Primavera o autunno del cinema italiano? A leggere i due maggiori quotidiani nazionali, le risposte sono di segno opposto. Nell’incertezza potremmo rispondere che le mezze stagioni non esistono più e che anche per la nostra cinematografia dobbiamo abituarci a imprevedibili fioriture prima del tempo, alternate a improvvise gelate.
Per il Corriere della Sera è infatti sbocciata la “primavera italiana” del cinema: quattro film nazionali tra i primi dieci per incassi nel fine settimana (nell’ordine: Amurri & Fichi d’India, Muccino, Moretti e Ozpetek). La spiegazione? La qualità, qui sta il segreto per vincere l’impari battaglia con la monocultura hollywoodiana (rileva Furio Colombo neodirettore dell’Unità) e non dunque nel gusto medio “tariconiano” del pubblico come vorrebbero i produttori dell’Anica (leggi Fulvio Lucisano). Si tratta in fondo della stessa ricetta suggerita da Silvio Soldini, autore premiato dal successo di Pane e tulipani: “il cinema italiano è fatto di storie e non di star-system, ed è questo che lo fa piacere all’estero”.
Ma intanto la Repubblica lancia un grida d’allarme sull’autunno culturale dell’Italia, ormai ridotta a provincia di Hollywood. La conferma viene dal consuntivo dell’anno 2000: il cinema americano possiede oltre i due terzi della quota di mercato, con un aumento degli incassi pari al 42 per cento a fronte di una diminuzione del 20 per cento per il nostro prodotto; cifre che si ripetono anche per il numero degli spettatori. E l’inchiesta a tutta pagina del quotidiano diretto da Ezio Mauro snocciola altri dati eloquenti: per i film con incasso superiore ai 2 miliardi, il rapporto è di 4 contro 1 a favore di Hollywood, vale a dire su 103 film italiani usciti nelle sale, solo 17 hanno chiuso in pareggio mentre 71 sono statunitensi su 212 distribuiti. Per non parlare della quantità di pellicole importate da oltreoceano, il 49 per cento, mentre le opere prodotte con capitali italiani sono il 20 per cento.

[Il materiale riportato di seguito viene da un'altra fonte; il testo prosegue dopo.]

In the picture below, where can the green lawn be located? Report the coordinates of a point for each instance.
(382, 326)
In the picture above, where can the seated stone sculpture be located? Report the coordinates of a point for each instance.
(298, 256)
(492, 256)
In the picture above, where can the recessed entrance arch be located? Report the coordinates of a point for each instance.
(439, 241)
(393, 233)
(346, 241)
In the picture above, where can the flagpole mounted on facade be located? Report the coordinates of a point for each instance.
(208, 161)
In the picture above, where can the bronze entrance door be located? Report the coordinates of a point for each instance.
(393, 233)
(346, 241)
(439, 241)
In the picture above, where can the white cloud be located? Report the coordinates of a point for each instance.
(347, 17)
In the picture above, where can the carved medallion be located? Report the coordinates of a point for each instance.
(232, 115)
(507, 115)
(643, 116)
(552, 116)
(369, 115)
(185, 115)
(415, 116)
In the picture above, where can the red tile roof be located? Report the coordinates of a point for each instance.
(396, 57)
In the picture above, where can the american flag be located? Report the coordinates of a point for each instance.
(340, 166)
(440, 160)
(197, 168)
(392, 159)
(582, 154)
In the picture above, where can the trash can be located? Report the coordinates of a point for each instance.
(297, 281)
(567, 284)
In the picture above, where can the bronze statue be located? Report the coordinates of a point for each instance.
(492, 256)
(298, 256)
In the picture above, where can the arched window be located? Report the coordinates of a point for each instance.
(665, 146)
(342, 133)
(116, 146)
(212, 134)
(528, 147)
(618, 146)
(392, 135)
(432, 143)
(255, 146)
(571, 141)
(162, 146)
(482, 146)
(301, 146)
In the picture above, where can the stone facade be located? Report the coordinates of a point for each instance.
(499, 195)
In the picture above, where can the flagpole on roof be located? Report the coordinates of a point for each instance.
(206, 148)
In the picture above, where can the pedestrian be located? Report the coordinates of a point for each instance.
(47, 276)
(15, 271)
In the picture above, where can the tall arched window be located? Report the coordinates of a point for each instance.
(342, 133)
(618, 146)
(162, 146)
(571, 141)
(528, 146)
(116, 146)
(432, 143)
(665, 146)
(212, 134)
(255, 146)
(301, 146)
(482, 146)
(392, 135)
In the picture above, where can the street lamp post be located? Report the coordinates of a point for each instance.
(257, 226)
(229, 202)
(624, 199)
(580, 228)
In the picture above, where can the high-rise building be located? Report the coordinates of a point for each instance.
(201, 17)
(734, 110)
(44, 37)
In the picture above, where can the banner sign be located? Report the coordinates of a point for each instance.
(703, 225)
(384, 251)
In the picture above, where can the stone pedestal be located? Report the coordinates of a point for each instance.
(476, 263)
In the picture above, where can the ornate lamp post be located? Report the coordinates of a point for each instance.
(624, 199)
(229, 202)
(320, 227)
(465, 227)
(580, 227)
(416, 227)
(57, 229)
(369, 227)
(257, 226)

Ma per il ministro dei Beni culturali Giovanna Melandri, intervistata dal Corriere della Sera, vi sono segnali “primaverili” in controtendenza: primo fra tutti quel 22 per cento che rappresenta la quota raddoppiata, rispetto al passato, dei film nazionali sul mercato, segnale di un’industria forte perché produce generi diversi. Certo per arrestare la colonizzazione delle major americane, fatta soprattutto di occupazione abusiva delle sale, con l’escamotage del film di successo distribuito obbligatoriamente insieme a pellicole minori, è necessaria una strategia articolata e il regista Soldini rilancia: perché non destinare una percentuale degli incassi dei film Usa alla promozione e alla distribuzione del “made in Italy”.